El suicidio de la sociedad

En el caso de las matanzas con motivos religiosos o políticos, generalmente se denomina a estos actos “terrorismo”.
Columbine: claves esquizofrénicas.
Columbine: claves esquizofrénicas. (AP)

México

En años recientes, es cada vez más frecuente leer noticias de individuos (o grupos de individuos) al interior de la sociedad que, por razones religiosas, políticas o incluso de agravios personales, deciden ejercer la violencia indiscriminada contra civiles que, en sentido estricto, no eran específicamente los culpables del agravio que condujo al acto violento. En el caso de las matanzas con motivos religiosos o políticos, generalmente se denomina a estos actos “terrorismo”. Sin embargo, también se producen cada vez más matanzas —que todavía no cuentan con su propio epíteto— a manos de sujetos sin ningún motivo aparente más que considerarse víctimas de maltrato y rechazo por parte de la sociedad a la que aspiraban pertenecer, sin mucho éxito.

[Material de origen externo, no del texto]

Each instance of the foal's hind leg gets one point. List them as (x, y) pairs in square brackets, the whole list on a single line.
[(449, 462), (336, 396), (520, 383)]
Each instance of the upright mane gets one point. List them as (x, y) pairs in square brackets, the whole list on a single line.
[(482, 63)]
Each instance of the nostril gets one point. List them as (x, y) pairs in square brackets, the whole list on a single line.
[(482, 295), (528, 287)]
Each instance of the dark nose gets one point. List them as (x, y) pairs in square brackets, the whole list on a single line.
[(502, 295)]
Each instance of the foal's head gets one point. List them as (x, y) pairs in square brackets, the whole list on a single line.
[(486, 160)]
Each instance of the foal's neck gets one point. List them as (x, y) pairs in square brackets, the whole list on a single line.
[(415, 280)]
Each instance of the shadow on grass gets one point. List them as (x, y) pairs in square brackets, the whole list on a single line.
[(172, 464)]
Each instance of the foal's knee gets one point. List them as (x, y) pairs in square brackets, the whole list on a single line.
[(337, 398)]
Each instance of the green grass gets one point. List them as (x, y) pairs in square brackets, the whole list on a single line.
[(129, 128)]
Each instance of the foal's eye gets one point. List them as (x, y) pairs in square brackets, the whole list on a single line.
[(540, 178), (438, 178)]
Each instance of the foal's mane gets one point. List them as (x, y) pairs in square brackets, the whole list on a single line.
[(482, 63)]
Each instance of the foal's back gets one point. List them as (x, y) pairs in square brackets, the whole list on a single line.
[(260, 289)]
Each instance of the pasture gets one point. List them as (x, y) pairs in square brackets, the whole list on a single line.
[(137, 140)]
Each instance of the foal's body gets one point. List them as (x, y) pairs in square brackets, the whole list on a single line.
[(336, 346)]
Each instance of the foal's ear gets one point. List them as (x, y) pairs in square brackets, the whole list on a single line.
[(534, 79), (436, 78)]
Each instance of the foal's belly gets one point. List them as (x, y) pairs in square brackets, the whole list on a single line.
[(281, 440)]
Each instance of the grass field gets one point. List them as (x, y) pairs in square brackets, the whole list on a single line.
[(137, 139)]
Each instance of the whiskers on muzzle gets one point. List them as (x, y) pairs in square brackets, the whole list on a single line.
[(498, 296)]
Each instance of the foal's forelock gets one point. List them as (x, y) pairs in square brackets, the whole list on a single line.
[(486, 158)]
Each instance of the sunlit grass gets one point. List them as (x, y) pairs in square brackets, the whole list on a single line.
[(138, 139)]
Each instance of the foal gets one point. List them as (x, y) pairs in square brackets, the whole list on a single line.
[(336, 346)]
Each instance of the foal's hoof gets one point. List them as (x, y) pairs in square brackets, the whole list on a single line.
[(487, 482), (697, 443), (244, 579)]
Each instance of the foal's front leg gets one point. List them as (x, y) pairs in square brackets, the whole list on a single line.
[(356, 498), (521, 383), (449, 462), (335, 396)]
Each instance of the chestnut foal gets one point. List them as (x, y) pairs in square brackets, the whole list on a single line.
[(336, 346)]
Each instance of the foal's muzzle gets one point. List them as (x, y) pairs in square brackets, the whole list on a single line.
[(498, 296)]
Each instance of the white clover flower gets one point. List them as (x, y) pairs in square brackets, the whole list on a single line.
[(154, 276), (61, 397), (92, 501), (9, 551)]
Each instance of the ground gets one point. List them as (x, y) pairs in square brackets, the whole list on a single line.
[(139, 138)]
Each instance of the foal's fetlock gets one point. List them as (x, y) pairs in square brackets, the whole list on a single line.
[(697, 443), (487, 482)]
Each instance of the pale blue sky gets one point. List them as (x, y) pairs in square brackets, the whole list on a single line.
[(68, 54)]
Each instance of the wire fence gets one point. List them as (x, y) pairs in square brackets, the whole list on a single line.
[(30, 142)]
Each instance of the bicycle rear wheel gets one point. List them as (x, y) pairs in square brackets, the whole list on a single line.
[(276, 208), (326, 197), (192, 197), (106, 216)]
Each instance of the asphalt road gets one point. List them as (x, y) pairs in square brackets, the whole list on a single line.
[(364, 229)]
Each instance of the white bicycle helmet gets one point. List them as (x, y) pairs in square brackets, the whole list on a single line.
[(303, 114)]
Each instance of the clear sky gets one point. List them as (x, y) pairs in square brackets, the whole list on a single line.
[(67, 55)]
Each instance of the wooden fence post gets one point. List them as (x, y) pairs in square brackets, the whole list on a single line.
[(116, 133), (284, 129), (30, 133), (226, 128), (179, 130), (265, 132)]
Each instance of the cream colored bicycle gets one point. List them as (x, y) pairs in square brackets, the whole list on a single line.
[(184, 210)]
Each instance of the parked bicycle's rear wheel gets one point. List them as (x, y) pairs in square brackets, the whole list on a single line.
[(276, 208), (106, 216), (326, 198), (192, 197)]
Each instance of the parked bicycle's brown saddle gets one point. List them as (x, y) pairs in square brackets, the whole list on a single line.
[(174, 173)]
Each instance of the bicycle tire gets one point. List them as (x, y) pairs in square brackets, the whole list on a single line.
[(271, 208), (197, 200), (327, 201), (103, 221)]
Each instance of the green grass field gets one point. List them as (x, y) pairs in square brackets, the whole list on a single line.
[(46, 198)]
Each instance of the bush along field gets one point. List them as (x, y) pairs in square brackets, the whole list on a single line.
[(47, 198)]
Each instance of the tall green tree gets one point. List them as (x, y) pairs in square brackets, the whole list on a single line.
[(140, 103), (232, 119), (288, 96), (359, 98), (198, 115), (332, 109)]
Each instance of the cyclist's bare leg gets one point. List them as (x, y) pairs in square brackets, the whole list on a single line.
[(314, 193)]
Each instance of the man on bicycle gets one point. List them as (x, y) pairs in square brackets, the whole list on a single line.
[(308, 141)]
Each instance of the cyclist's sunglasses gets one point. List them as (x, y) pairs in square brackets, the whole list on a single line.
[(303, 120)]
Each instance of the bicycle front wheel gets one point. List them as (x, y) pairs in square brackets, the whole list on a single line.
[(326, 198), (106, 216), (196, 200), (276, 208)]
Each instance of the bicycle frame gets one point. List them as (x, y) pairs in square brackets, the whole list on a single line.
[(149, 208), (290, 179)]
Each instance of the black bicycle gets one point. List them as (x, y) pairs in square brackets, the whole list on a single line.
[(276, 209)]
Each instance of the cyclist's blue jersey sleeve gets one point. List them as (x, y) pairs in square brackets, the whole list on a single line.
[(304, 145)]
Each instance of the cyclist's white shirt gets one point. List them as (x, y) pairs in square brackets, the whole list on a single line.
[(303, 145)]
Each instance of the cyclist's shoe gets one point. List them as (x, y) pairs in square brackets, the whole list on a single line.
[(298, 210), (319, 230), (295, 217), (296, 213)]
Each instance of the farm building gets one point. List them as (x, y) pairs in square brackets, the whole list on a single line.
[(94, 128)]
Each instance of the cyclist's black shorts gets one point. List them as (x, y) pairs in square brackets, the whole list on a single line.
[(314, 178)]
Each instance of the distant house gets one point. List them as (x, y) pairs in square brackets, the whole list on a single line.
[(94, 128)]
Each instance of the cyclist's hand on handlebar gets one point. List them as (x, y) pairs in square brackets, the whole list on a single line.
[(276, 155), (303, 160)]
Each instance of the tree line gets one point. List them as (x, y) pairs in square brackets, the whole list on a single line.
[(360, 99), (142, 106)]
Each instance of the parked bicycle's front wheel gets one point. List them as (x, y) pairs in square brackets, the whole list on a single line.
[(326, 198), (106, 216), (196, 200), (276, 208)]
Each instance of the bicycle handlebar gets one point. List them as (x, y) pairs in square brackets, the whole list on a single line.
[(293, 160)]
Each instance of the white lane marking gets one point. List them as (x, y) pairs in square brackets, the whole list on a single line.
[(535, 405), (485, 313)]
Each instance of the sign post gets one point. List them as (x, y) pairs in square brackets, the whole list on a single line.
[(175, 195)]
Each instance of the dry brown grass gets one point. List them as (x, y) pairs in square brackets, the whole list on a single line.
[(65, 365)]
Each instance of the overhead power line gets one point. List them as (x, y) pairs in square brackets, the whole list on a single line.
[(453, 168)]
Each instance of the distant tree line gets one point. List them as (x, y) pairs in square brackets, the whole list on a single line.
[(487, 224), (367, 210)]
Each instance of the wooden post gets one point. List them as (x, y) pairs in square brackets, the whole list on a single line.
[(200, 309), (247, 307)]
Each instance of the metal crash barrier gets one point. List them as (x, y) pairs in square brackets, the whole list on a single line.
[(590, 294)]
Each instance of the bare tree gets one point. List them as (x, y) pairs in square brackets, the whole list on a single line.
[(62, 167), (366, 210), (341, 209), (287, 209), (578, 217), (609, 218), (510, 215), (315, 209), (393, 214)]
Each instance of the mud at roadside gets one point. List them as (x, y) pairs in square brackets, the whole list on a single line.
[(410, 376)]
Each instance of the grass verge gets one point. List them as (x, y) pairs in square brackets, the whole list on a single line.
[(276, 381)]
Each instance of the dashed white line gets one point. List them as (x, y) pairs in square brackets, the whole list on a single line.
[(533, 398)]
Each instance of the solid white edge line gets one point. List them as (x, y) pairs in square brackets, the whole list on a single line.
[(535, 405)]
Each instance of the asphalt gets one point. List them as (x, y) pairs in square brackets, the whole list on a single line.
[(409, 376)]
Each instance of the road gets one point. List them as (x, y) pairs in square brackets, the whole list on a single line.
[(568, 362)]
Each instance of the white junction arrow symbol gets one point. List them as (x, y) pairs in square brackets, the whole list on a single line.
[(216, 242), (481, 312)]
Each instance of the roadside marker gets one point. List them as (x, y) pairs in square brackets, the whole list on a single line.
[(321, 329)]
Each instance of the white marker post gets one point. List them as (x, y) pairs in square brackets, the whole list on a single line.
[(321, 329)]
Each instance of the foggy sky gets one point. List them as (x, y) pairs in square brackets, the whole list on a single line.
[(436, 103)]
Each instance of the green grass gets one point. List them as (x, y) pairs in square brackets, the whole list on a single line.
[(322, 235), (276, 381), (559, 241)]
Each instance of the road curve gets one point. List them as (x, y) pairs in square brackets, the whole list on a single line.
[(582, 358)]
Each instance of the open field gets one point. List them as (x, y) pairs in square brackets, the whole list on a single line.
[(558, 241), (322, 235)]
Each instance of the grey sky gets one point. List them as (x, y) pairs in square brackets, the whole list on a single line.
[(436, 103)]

La puesta en escena posterior es casi siempre idéntica: consternación, indignación, indagación en la historia de los monstruos que privaron a esos chicos inocentes de un futuro que ya no llegará, los padres demonizados diciendo que no lo entienden, tan solo era un poco retraído, pero esto… Los medios de comunicación aúllan por leyes más duras, se instalan detectores de armas en las escuelas, hasta que poco a poco el rumor se va esfumando y se pasa a lo siguiente. Semanas o meses después aparece un nuevo acto de barbarie que desencadena nuevamente el espectáculo posterior.

Sin que ninguna de las reacciones de indignación sean injustificadas, si las tomamos como algo dado y las hacemos a un lado por un instante, cabe ir un poco más allá y preguntarse, además de lo vil, lo cobarde y lo monstruoso, ¿qué más hay ahí? ¿Por qué la sociedad está produciendo cada vez con mayor frecuencia el recurso de asesinar arteramente y de manera indiscriminada como única vía para escapar de un infierno mental tan tortuoso que ya no distingue ni las más elementales normas que hacen posible que la convivencia humana continúe?

Quizá se puedan hallar algunas claves en la esquizofrenia producida por el contraste entre una narrativa imperante que define a la realidad como abierta, incluyente, libre de prejuicios, con oportunidades y opciones para todos, y una realidad estratificada, clasista, racista, con un énfasis tan temprano en la belleza, la simpatía y el talento, que a quienes desde niños son excluidos de este tipo de categorías se les condena a estas celdas de acoso, maltrato, rechazo y exclusión de las que terminan convirtiéndose en sus propios celadores, y la forma que encuentran para dinamitar el encierro es llevándose entre las piernas a muchos de los culpables anónimos de su tormento.